# Population Explosion Soon



## goathiker (Apr 14, 2011)

We're going to have chicks everywhere in about 3 weeks. I just found my heritage bronze turkey setting 16 chicken eggs and my Barred Rock is on 8 to 10, can't tell for sure, she bites hard. 
It's going to interesting to see how the turkey does with "her" chicks.


----------



## NyGoatMom (Jan 26, 2013)

Congrats! Chicks are great


----------



## goathiker (Apr 14, 2011)

Well, the turkey has broken 3 of her chcken eggs. I think she's too heavy for them. I'm going to try something. I've got a few of her real eggs in my fridge. I don't have a male turkey so they aren't fertile.

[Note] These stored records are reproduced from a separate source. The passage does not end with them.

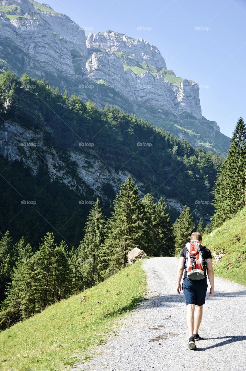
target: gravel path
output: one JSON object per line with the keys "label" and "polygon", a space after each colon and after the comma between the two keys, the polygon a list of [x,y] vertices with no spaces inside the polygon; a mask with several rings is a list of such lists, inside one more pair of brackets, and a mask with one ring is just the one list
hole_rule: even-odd
{"label": "gravel path", "polygon": [[118,336],[73,371],[245,371],[246,288],[215,278],[215,294],[208,298],[207,293],[200,328],[203,339],[189,350],[184,298],[176,293],[178,263],[175,257],[144,261],[149,300],[125,315]]}

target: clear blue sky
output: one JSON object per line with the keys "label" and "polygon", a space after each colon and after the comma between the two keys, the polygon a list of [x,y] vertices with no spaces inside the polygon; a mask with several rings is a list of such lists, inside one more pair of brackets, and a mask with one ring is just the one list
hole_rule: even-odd
{"label": "clear blue sky", "polygon": [[202,115],[217,121],[226,135],[231,136],[240,116],[246,121],[245,0],[48,3],[85,27],[86,35],[91,29],[94,33],[112,30],[155,45],[168,69],[200,86]]}

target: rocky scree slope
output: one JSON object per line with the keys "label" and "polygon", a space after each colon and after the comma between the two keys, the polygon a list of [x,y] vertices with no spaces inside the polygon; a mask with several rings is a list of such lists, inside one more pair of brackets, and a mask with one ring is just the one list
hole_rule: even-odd
{"label": "rocky scree slope", "polygon": [[225,153],[229,139],[202,115],[199,86],[167,69],[157,48],[110,30],[87,37],[82,27],[33,0],[0,1],[0,69],[26,72],[98,108],[108,103]]}

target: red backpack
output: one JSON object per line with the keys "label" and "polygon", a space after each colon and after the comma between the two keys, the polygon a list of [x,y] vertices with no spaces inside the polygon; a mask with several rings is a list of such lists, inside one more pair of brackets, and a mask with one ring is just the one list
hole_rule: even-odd
{"label": "red backpack", "polygon": [[188,242],[185,247],[187,251],[184,264],[187,277],[191,280],[202,279],[206,276],[203,246],[198,241],[192,241]]}

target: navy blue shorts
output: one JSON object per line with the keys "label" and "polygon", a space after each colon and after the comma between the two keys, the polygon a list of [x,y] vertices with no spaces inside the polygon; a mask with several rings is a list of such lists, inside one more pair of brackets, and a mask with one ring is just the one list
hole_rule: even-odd
{"label": "navy blue shorts", "polygon": [[203,305],[205,303],[207,288],[206,278],[192,281],[185,277],[182,283],[185,305],[194,304],[195,305]]}

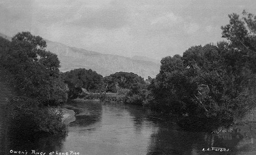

I was thinking that I hard boiled them and mixed them with about half of what she's setting on, the bigger eggs would help keep her weight up off the chicken eggs. 
Do you think that would help?


----------



## mjs500doo (Nov 24, 2012)

Honesty I do think it would help...


----------



## NyGoatMom (Jan 26, 2013)

Not sure, my turkeys are notorious for breaking eggs.....and they step on and kill chicks too....they drive me nuts sitting on eggs, and each year I say I won't let them....then I find myself putting eggs under them :/ But I pull anything that hatches as soon as possible and put it in a brooder...


----------



## ksalvagno (Oct 6, 2009)

Good luck! Can't wait to see cute peep pics!


----------



## ciwheeles (Apr 5, 2013)

Congrats! Chicks are always so cute and fun to watch!


----------